Tag Archives: Euro zone

UPDATE sells Euro-2 zone bonds; Italy has set the best month since May | Instant News


* Eurozone periphery government bond yields tmsnrt.rs/2ii2Bqr (Updates throughout)

By Elizabeth Howcroft

LONDON, July 31 (Reuters) – Eurozone government bonds were sold on Friday, both in the core and periphery, with Italian 10-year bonds set as the worst day since early May but still producing strong performance throughout the month.

With the market widely cautious on Friday, analysts said the sell-off could be triggered by an unusual month-end flow.

“I attribute it to long-term, long-term positions from dealers who may be mistaken because of the sale of real cash flow,” said Peter Chatwell, chief of multi-asset strategy at Mizuho.

Analysts were surprised by the move, because the month-end index extension – where funds rebalanced their portfolios to reflect activity during the month – was expected to support bonds at the start of the session.

Italian 10-year yields are at their highest level in more than a week, up 6 basis points (bps) at 1.092% at 1449 GMT.

However, Italian bonds have experienced a decent month, with yields set down 24 bps in July – the best month since May. The paper demand was driven by recovery funds agreed by the European Union last week.

The 750 billion euro fund, which will partly be offered as a grant to the member states hardest hit by the coronavirus, has been hailed as a game changer for the eurozone and has increased Italy’s debt, given concerns about the country’s sustainability. loan.

Italy’s risk premium pays Germany for 10-year debt falling to March lows when the fund was agreed, although it has risen again this week, and is 3 bps wider on Friday at 160.65 bps.

Mizuho Chatwell said the Italian rally that was easing this week could be due to oversupply.

“What happened to BTP was a bit exhausted after recording a number of supplies,” he said.

“I think the market is now saturated with this positivity, but supply continues to run,” he added.

The 10-year German Bund benchmark was set for the best month since April, as investors flocked to safe-haven debt, pushing yields below -0.5%.

Safe-haven bonds are likely to remain supported given the increasing number of coronavirus cases around the world, raising fears of new lockouts.
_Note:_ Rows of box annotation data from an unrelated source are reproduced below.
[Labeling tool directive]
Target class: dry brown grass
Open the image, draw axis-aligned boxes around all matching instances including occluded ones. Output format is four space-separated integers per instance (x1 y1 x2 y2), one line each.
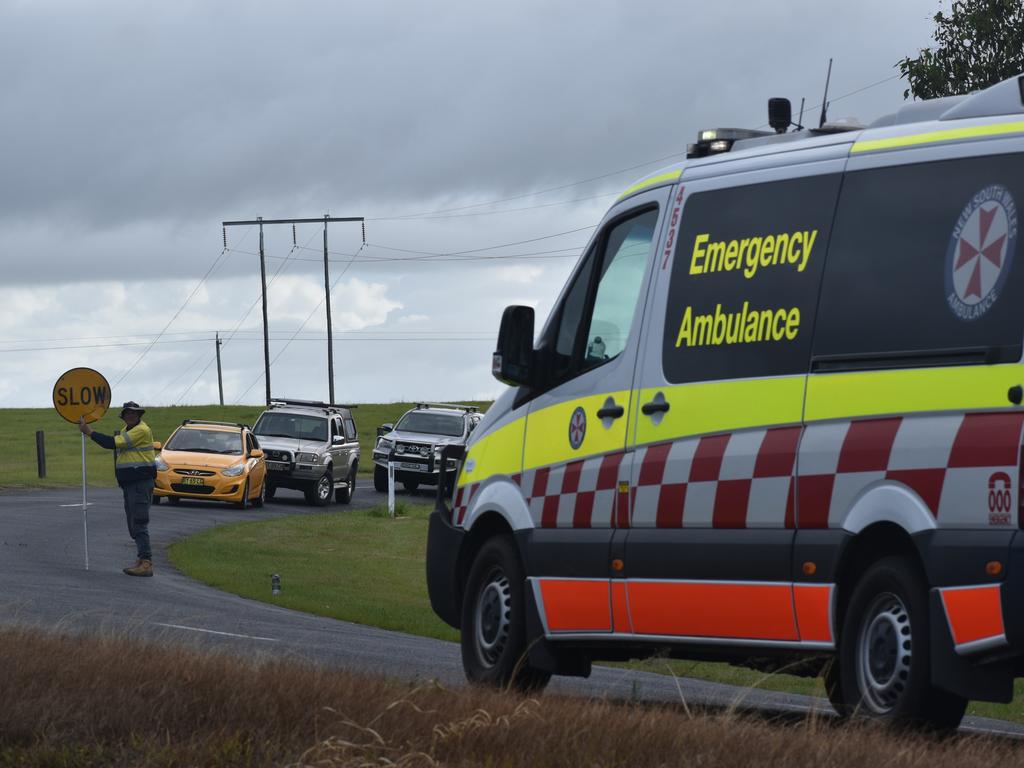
0 631 1024 768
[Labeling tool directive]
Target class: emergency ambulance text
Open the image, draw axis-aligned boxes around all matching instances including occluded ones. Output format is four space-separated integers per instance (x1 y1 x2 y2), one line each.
676 301 800 347
690 229 818 280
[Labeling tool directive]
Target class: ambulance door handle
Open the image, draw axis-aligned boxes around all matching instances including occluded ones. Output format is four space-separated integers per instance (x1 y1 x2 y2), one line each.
640 400 669 416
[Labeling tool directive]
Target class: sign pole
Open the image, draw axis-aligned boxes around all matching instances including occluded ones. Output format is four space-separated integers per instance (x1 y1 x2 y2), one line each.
82 433 89 570
53 368 111 570
387 456 394 518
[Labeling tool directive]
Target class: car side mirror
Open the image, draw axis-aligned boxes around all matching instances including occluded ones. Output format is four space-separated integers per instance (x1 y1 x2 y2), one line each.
490 306 534 386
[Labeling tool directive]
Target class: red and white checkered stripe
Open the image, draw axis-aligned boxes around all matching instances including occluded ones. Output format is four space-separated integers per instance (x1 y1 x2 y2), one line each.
455 412 1024 528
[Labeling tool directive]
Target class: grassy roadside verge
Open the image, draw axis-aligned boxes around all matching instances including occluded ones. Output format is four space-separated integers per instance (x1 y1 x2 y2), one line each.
170 505 1024 722
0 630 1020 768
0 401 490 489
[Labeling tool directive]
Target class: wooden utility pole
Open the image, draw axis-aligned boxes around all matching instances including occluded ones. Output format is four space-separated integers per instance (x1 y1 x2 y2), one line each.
221 215 367 406
216 331 224 406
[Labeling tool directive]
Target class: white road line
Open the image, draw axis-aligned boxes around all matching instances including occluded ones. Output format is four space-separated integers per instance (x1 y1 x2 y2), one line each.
154 622 281 643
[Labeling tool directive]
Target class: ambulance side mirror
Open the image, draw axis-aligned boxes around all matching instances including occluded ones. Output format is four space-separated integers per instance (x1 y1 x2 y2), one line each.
490 306 534 386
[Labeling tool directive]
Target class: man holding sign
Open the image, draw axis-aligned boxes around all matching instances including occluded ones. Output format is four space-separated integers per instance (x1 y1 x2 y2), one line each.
78 400 157 577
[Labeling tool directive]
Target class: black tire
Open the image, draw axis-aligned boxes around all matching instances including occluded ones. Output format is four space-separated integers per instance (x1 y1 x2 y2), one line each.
461 536 551 691
839 557 967 730
334 467 355 504
374 466 387 494
305 470 334 507
234 477 249 509
253 477 266 507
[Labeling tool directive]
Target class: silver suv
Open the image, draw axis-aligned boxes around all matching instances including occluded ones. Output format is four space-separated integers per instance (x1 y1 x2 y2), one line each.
374 402 482 493
253 400 359 507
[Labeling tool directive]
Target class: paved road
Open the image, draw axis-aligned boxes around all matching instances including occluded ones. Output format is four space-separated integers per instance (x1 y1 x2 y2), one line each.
0 480 1024 737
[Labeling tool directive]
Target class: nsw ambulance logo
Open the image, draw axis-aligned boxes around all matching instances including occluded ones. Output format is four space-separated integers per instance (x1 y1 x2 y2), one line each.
569 408 587 451
946 184 1017 321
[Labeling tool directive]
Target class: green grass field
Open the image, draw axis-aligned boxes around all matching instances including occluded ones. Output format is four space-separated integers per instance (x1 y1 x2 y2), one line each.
170 505 1024 722
0 401 490 488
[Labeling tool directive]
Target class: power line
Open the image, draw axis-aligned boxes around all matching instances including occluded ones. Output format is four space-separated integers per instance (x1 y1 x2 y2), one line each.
369 191 618 221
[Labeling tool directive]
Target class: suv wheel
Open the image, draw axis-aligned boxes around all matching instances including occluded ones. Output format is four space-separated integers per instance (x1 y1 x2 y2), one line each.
306 470 334 507
334 466 355 504
374 465 387 494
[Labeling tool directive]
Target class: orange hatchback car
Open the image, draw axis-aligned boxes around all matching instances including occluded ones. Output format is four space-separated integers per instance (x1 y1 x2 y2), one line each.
153 419 266 509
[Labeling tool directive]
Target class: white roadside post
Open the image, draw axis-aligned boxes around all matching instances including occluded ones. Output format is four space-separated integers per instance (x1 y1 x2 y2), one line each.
387 454 394 518
82 432 89 570
53 368 111 570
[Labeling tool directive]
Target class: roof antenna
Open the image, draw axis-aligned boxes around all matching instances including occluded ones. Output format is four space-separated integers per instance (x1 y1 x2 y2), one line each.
818 58 831 128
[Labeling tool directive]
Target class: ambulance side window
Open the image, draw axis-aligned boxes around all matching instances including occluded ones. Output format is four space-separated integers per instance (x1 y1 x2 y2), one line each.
548 208 657 384
583 209 657 369
814 155 1024 372
662 173 841 384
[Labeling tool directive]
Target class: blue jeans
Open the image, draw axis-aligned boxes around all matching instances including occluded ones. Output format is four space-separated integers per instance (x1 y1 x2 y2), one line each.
121 479 155 560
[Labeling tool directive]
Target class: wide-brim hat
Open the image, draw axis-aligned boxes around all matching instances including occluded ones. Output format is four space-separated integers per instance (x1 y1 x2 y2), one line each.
118 400 145 419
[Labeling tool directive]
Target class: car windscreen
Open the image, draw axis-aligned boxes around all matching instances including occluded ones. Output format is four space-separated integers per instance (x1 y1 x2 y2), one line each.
253 413 327 442
395 411 463 437
171 429 242 456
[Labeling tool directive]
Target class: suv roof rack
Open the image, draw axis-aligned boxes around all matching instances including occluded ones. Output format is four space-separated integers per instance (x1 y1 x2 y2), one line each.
270 397 358 410
416 402 480 414
181 419 249 429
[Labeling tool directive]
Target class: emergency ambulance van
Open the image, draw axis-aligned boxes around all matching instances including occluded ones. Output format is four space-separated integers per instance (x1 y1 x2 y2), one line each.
427 76 1024 728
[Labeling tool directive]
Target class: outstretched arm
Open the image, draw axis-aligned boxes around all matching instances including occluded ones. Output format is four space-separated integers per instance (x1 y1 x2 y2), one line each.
78 416 115 449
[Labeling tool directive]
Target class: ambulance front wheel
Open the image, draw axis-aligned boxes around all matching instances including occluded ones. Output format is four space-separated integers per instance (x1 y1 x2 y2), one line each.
462 537 551 690
836 557 967 730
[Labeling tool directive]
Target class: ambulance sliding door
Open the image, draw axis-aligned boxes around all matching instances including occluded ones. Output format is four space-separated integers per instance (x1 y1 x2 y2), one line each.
522 188 668 636
625 153 848 644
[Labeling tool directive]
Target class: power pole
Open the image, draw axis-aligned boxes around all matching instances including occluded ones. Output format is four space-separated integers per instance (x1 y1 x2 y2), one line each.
324 214 334 402
216 331 224 406
221 215 367 406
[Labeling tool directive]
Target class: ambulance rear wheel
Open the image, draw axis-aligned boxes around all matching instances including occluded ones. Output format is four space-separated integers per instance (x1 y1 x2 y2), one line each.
462 537 551 690
837 557 967 730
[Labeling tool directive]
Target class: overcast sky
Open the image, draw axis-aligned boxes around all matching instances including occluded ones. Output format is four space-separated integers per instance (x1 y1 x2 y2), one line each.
0 0 938 415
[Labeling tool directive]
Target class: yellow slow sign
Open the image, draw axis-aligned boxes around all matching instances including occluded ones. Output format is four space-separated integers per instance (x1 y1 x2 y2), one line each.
53 368 111 424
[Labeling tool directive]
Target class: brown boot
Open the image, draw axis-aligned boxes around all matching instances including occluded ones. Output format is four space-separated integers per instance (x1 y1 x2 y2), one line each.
124 559 153 575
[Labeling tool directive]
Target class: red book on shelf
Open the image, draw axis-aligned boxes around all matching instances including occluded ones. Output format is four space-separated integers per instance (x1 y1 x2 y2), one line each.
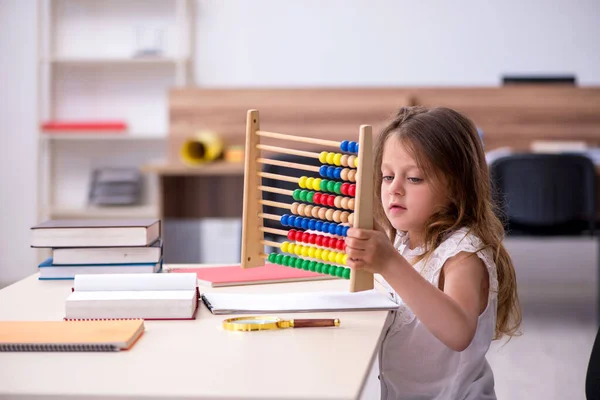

Global fund managers prefer to cut equities to their lowest level in four years in July while keeping bond allocations unchanged, as hopes for economic recovery fade, a Reuters poll shows.

Data on Thursday revealed a record contraction in Germany – the region’s leading economy – and sent Bund results to two and a half month lows, but there was little reaction on Friday to the euro zone GDP estimates.

But euro zone inflation suddenly rose in July, supporting the European Central Bank’s expectations that negative headline readings could be avoided. (Reporting by Yoruk Bahceli and Elizabeth Howcroft; editing by Gareth Jones and Mark Potter)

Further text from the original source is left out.